Looks great!, love the color. Did you ever use your bentonite?


----------



## dizzyswimmer (Dec 12, 2006)

It does look VERY good !


----------



## Coaster (Dec 12, 2006)

OGrav said:


> Looks great!, love the color. Did you ever use your bentonite?




No, but I did end up using Super Kleer on it. I know, I know lack of patience but this was suppose to bea quick kit to beef up the cellar while I get more kits going. She's (the wife) has already drank most of what I have



. I'm happy she's enjying the wine and it's fun for me but I doubt we'll ever have aged homemade wine. AAAStinkie used this fining method in his Welch's wine and that is what this is based on.


----------



## OGrav (Dec 13, 2006)

Did the Super Kleer compact well.
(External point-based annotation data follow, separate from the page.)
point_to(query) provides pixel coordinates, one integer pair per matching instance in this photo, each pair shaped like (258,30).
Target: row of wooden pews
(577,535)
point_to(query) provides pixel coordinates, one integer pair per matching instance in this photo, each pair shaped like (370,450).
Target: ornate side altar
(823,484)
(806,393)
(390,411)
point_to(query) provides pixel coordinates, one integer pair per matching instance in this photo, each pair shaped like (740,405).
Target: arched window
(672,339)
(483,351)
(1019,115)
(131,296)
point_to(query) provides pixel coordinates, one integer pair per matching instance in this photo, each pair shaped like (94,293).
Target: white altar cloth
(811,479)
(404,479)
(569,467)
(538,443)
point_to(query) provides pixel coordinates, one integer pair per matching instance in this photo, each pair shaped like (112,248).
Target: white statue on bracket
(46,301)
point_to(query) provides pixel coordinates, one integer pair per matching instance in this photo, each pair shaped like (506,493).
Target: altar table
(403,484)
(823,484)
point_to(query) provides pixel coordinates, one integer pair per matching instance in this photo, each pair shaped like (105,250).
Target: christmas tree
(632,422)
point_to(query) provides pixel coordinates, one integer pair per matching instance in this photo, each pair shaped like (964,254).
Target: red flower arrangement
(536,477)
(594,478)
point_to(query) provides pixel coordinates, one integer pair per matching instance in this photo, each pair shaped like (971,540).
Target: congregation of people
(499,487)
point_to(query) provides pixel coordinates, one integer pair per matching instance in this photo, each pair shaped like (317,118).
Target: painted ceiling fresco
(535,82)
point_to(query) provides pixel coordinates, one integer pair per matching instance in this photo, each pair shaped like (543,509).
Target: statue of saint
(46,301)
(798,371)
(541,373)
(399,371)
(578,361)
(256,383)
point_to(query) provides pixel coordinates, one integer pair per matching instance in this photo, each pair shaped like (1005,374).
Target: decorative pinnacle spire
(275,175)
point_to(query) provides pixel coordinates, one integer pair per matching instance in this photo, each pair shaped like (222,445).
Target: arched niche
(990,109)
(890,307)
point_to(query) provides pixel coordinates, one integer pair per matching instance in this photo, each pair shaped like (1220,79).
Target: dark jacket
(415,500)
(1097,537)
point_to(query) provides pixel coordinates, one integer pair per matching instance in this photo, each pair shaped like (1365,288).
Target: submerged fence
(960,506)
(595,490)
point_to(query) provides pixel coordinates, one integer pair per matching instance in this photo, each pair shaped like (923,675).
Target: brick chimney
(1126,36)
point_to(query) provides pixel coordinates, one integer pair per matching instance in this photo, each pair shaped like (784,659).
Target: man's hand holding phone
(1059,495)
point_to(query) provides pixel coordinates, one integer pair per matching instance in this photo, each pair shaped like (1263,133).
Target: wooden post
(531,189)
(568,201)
I haven't used any type of fining yet, trying to figure out which one might be my first foray. I have some bentonite already, but the information I have read is that it is really light and fluffy. You better find a good hiding spot in the cellar somewhere. You must be doing something right if it's all gone.


----------



## Coaster (Dec 13, 2006)

OGrav said:


> Did the Super Kleer compact well.




Oh yes. And fast too. Since this was juice only I think there may have been less lees than normal but if you look at the pic carfully you can see them on the bottom there, a very thin layer. It was amazingly fast too, less than 2 days I would estimate and I saw it working within 12 hours.


----------



## dizzyswimmer (Dec 13, 2006)

I wouldn't use bentonite, if I were going to use Super Kleer. 




OGrav said:


> Did the Super Kleer compact well. I haven't used any type of fining yet, trying to figure out which one might be my first foray. I have some bentonite already, but the information I have read is that it is really light and fluffy. You better find a good hiding spot in the cellar somewhere. You must be doing something right if it's all gone.


 *Edited by: dizzy *


----------



## Wade E (Dec 13, 2006)

SuperKleer is always super fast and does an awesome job everytime.


----------



## OGrav (Dec 15, 2006)

I think I will have to pick some of that up. I think I will let my strawberry wine drop on it's own, but next time to speed things up a couple months, to fine.


----------



## Coaster (Dec 19, 2006)

Here it is bottled, no label yet. Think I am going to call it Hillcountry Blush.


----------



## CajunTim (Dec 19, 2006)

That looks great!


----------



## R.E.T. (Dec 26, 2006)

COASTER ????? 
GOING TO TRY YOUR RECIPE
JUST PICKED UP 5 GAL. WHITE GRAPE 100% JUICE 
GOING TO ADD BLUEBERRY I PICK LAST FALL
QUESTION IS : I GET HOME READ LABLE 
IT HAS K- META ADDED WILL THIS HURT?


R.E.T.
COWICHE WA.


----------



## Wade E (Dec 26, 2006)

HillCounty Blush huh, I like it and it looks Beautiful!


----------



## jojo (Dec 26, 2006)

awesome thread. great job!


----------



## Wade E (Dec 26, 2006)

I have used them many times. All the Welches have K-meta in them and
everyone uses them. Go for it! It is a miniscule amount just to keep it
from frmenting in the can.


*Edited by: wade *


----------



## R.E.T. (Dec 26, 2006)

thanks wade just wanted to be cautious.
will get berry out tonight 
will let everbody know how it doing.

r.e.t.


----------



## Coaster (Dec 26, 2006)

I was worried about the preservatives also so I used two packets of yeast. I mixed up the must (juice, blend, bananas, sugar, water, etc) and let it sit 12 hours. During that 12 hours I made a starter (1/2 cup water, 1/2 cup must, pinch of energizer, yeast) and every 2 hours I added another 1/2 cup of must. After 12 hours I had a vigorous starter. I dumped the starter and pitched the second packet on top (Why? Well I dunno for sure but it made me feel good). Worked like a charm.


----------



## Wade E (Dec 26, 2006)

Just dont use anything that has sorbate in it, this will give you a problem for sure!


----------